Why cash is still king 7 years after the GFC
In a world with easy credit and awash with cash, asset prices have markedly increased. Capital needs to find a return. In a low growth world, it is driving down yields and increasing asset prices. That includes shares, bonds and property.
Evidence is everywhere - the share market has doubled since its low in 2007; Auckland house prices are up over 30% in the past 3 years; global bond prices continue to factor in low yields. The yield on assets is at historically low levels all around the world. We’ve been printing money, yet 7 years into the experiment nothing much is working. Europe is struggling with growth, and that now includes Germany. Australia is looking lacklustre and in New Zealand we’re running inflation at only 1.00%. Everywhere debt levels have continued to increase, creating a bigger problem for the future.
So what happens if there is a rush back to quality and in particular the US dollar? What happens if the US economy recovers when the rest of the world still looks messy? There is a risk that capital rushes out of emerging markets, and out of higher risk economies like New Zealand. As money rushes out of economies it creates a liquidity crisis that drives down currencies and drives up interest rates. It is the lack of liquidity in a crisis that markets tend to under-estimate every time. What might seem to be liquid today is not necessarily liquid tomorrow. By definition, if everyone is selling in a market then there is no market and there is no liquidity.
New Zealand was largely insulated from the 2008 crisis. We had Australia going through a resources boom, a soft commodities boom driven by China, the Christchurch earthquakes, and significant capital inflows from offshore. What if inflows from China stopped? What if the NZD drops or the USD takes off? What if immigration stops due to increasing unemployment? What if we have another Asian crisis triggered by capital flight from emerging markets? What if this all happens just when we have a lot of off-plan property flooding the market?
I know these are just “What ifs” without answers but nobody really has answers. At a more simplistic level, is it possible for more people to want to sell property than to buy? Is there really a shortage of property, or is it simply sentiment and too many people wanting to be landlords? Property is driven by sentiment which combined with a lack of liquidity is a recipe for a car wreck. The last person buying into the market dictates the value of property. What makes a Chinese immigrant pay $1.7m for a property in Takapuna that sold for $850,000 four years ago? If the world entered into another major correction how much would the next Chinese immigrant be prepared to pay for a similar property? (I’m betting nowhere near $1.7m.) That same Takapuna property has a gross yield of 3.50% and that won’t be increasing anytime soon. With a deposit of $1.2m and borrowing $500,000 the owner will generate a 0.50% net cash return on their capital ($7,000 per year).

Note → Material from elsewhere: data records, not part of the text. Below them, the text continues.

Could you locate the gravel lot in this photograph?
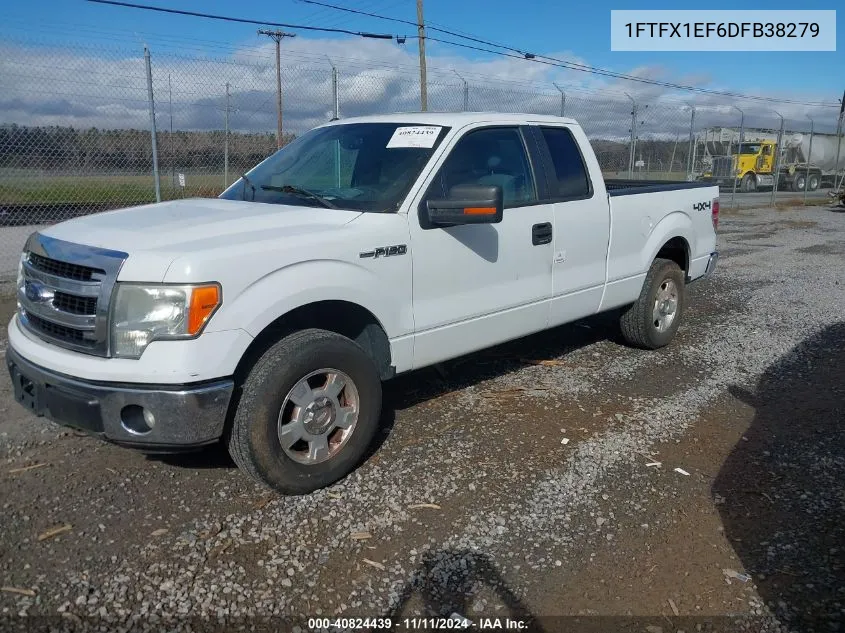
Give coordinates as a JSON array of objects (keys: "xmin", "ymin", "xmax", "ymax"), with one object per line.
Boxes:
[{"xmin": 1, "ymin": 204, "xmax": 843, "ymax": 633}]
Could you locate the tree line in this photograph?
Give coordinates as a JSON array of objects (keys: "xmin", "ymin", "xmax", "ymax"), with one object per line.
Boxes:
[{"xmin": 0, "ymin": 124, "xmax": 691, "ymax": 176}]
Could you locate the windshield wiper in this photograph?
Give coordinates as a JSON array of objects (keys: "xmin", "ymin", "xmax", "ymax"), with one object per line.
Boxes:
[
  {"xmin": 240, "ymin": 172, "xmax": 256, "ymax": 201},
  {"xmin": 261, "ymin": 184, "xmax": 338, "ymax": 209}
]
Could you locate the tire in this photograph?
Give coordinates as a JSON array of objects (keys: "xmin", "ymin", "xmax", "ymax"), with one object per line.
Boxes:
[
  {"xmin": 227, "ymin": 328, "xmax": 382, "ymax": 495},
  {"xmin": 741, "ymin": 173, "xmax": 757, "ymax": 193},
  {"xmin": 792, "ymin": 174, "xmax": 806, "ymax": 192},
  {"xmin": 619, "ymin": 258, "xmax": 686, "ymax": 350},
  {"xmin": 808, "ymin": 174, "xmax": 820, "ymax": 192}
]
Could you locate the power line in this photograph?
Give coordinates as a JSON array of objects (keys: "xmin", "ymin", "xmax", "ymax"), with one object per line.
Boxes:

It’s easy to create an economic doomsday scenario, which may or may not ever eventuate. In this article I’m not suggesting the market will collapse, I simply don’t know! It’s hard to plan in a world with lots of uncertainty. At the end of the day you have to get on with life. But risk is risk and it needs to be managed or at least considered. Falling asset prices (no matter what type of asset) shouldn’t cause too much pain provided you are not forced to sell at low prices, which basically means over leveraged. From my perspective, the main insurance policy is making sure you have access to plenty of cash. In uncertain times the old adage “cash is king” is more relevant than ever.